Wang Yx
Wang Yx

Reputation: 3

BASH pass a variable to grep produce different result

Script:

echo $1 $n
while true 
do
  ps -aux | awk '{print $1 "\t" $3 "\t" $4 "\t" $11}'  > task.log
  while IFS=' ' read r
  do 
    echo $r
  done < task.log | grep "$n" | awk '/a/{sum+=$1} END{print"Total CPU Usage:", sum}' >> monitor2.log
  sleep $1
done

This is a simple script to see the cpu usage by output -aux result in task.log and let grep and awk process it sum it all by entering a keyword

The problem is that the result is always when I run ./monitor1.sh 2 firefox

Total CPU Usage: 0

I tested if I put grep replace $n with firefox and not variable, the output is

Total CPU Usage: 1.1

Upvotes: 0

Views: 97

Answers (2)

KamilCuk
KamilCuk

Reputation: 140970

In your script:

  • You nowhere assign the variable "$n", thus it is empty.
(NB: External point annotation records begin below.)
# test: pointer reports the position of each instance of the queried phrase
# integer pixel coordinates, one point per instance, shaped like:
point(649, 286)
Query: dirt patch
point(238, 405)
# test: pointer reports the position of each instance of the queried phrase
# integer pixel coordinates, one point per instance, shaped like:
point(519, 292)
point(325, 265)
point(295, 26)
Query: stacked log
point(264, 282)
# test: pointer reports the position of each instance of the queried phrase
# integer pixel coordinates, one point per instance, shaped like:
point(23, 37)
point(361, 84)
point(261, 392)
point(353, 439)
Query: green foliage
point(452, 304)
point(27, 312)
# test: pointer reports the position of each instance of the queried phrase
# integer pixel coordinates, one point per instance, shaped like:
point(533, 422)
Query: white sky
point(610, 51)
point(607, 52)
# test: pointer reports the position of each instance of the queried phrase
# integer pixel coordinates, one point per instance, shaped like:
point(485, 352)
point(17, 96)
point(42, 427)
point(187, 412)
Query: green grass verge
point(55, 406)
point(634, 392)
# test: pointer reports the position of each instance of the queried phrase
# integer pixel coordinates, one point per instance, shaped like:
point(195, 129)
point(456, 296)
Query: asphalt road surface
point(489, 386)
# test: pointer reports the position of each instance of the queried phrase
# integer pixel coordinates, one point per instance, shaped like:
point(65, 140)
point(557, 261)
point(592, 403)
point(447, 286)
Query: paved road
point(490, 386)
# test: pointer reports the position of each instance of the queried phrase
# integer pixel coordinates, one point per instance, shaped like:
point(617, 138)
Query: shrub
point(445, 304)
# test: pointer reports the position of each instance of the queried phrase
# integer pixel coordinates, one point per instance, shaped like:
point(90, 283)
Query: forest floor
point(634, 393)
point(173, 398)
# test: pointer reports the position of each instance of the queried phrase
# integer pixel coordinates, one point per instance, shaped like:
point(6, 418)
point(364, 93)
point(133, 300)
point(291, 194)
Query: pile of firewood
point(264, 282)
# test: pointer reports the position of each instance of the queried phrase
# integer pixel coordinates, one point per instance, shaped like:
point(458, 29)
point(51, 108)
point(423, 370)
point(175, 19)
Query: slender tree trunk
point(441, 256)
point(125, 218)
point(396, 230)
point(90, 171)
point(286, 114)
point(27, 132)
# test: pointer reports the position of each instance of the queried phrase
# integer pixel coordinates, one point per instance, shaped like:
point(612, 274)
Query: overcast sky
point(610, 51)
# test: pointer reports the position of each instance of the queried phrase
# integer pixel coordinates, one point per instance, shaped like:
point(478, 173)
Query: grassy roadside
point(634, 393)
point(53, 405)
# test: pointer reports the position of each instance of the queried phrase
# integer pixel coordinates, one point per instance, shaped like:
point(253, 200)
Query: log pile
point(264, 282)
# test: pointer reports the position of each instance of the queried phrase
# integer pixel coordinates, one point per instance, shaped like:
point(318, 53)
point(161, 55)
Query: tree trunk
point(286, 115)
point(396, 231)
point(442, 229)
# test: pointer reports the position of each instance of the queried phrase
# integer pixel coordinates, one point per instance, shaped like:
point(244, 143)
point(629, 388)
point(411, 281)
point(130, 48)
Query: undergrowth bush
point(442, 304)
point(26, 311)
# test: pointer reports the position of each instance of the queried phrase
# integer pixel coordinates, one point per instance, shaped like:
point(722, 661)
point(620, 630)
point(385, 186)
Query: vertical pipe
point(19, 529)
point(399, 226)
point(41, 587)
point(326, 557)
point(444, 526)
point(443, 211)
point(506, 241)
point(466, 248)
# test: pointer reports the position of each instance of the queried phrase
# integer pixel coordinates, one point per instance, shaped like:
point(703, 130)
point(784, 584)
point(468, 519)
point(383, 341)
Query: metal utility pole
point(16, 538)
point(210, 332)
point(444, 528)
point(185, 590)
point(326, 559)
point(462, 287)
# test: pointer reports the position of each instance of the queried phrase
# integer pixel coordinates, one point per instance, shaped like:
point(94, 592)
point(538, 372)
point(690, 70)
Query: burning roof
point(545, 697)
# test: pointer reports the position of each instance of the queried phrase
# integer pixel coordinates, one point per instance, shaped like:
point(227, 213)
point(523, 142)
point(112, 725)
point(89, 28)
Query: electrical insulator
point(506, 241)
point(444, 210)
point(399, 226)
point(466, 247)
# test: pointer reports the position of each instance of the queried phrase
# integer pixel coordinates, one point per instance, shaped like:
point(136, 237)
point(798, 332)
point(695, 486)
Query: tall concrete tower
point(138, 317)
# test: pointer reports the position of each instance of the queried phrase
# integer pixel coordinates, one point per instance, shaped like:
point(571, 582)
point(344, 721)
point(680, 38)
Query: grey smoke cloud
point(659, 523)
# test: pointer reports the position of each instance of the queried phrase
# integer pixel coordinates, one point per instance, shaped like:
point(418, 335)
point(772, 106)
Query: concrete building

Probably you mean to use n=$2 or just use $2 positional variable instead
  • "task.log" is useless, if you want it use tee to pipe to it
  • Doing ps -axu and then limiting columns with awk looks strange. ps can format the output by itself
  • Parsing ps | grep is bad, use pgrep for that
  • remember to quote the variables

Your script after some fixing may look like this:

while true; do
  cpuusage=$(
      pgrep "$2" | 
      tee >(xargs ps -aux >task.log) | 
      xargs ps -o cpu% |
      awk '{sum += $1} END {print sum}'
  )
  echo "Total CPU Usage: $cpuusage" >> monitor2.log
  sleep "$1"
done
  • pgrep is a better alternative to ps -aux | grep ...
  • xargs passes pgrep outupt to ps -o %cpu=
  • ps -o %cpu= prints percent cpu usage for each process
  • awk is used to sum it.
  • Then a simple echo appends to monitor2.log file.

Upvotes: 1

liborm
liborm

Reputation: 2724

I guess you're after something like this:

ps aux | awk '$11 ~ /firefox/{ sum += $3 } END { print sum }'

The awk checks field 11 of every row produced by ps and if it contains firefox, it executes the associated {} block. Beware, on different systems the ps outputs are different.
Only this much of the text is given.